Chickens: Easy, Entertaining - and You Get Eggs
Keeping chickens is quite straightforward and they are entertaining creatures. They are rewarding to keep as they’ll entertain you with their clucking around, re-arranging the flooring material in their run and taking dustbaths. In the middle of winter there is less light, so you will get few eggs, otherwise you should get eggs every day. Chickens will generally lay about 6 eggs a week each, so for two dozen, you would need 4.
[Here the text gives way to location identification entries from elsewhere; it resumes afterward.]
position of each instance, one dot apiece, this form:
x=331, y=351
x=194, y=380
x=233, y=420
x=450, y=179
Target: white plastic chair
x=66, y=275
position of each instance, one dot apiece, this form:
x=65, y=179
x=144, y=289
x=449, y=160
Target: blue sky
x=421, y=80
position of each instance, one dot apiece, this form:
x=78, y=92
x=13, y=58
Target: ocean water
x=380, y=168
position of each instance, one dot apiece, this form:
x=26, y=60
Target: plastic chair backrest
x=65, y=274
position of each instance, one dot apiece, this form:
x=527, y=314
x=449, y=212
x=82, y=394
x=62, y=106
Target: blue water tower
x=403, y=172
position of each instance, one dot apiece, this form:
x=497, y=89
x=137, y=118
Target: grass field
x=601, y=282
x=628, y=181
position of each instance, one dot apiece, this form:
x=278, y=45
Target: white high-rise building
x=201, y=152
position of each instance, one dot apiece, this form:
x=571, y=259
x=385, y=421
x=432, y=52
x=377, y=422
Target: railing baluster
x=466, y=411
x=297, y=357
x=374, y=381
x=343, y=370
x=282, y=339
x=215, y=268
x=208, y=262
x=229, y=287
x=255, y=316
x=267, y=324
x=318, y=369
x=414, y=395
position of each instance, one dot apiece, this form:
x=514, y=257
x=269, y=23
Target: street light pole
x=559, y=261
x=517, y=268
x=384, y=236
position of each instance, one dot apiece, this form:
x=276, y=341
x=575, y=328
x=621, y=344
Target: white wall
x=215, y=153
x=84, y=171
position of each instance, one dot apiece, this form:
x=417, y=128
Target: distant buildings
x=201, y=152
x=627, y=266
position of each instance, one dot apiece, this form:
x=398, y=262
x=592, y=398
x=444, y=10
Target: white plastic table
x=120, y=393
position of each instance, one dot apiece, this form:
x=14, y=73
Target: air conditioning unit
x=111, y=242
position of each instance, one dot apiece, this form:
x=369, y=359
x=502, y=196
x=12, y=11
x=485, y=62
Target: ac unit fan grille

Chickens prefer somewhere dry to sleep and nestboxes mean you will generally find the eggs, as they can lay in out of the way corners if you’re ot careful. Simple hen houses or portable chicken arks are straightforward to build yourself. Chickens will eat grubs and worms, clear tiny insects and bugs and will eat grass and weeds too, if you leave them to roam. You’ll get lovely deep yellow yolks from chickens that feed naturally too.
For laying hens you will needs layers pellets, and possibly some extra grit so the egg shells form properly and they also like a little corn as a treat. They’ll eat kitchen scraps as well.
You’ll enjoy watching your chickens take a dust bath; first creating a shallow pit in dry soil or sand, then wriggling around and flapping their wings to stir up the dust and clean themselves. Sunbathing is a popular activity - they’ll lie on their sides in the warm with their wings out, soaking up the sun.
Three chickens may be a crowd, four can be better, so there’s less chance on two ganging up on the third as they establish a pecking order.
You will need some sort of housing - you could use a large rabbit hutch raised off the ground for example, if you only have one or two birds. Making a chicken ark to move around your backyard or garden is quite straightforward. Try this excellent book which has chicken ark plans and instructions plus information on keeping chickens. It also has plans for a larger hen house and run - and if you’re really serious a large chicken coop for around 15 birds.
Although chickens can live till they’re 15, they will only lay when they’re younger, up to the age of about 4 years. You can train chickens to recognize a routine like feeding times, and when you put them in their coop for the night, you may find they are there before you.
For at least part of the day, keeping your chickens in a run will minimise any damage to your garden. The chicken ark is a triangular shaped chicken coop (sometimes known as a chicken tractor), which you move around, giving the hens fresh ground.
Chickens need daylight to produce eggs, so you will need to make sure they are let out into their run early in the morning.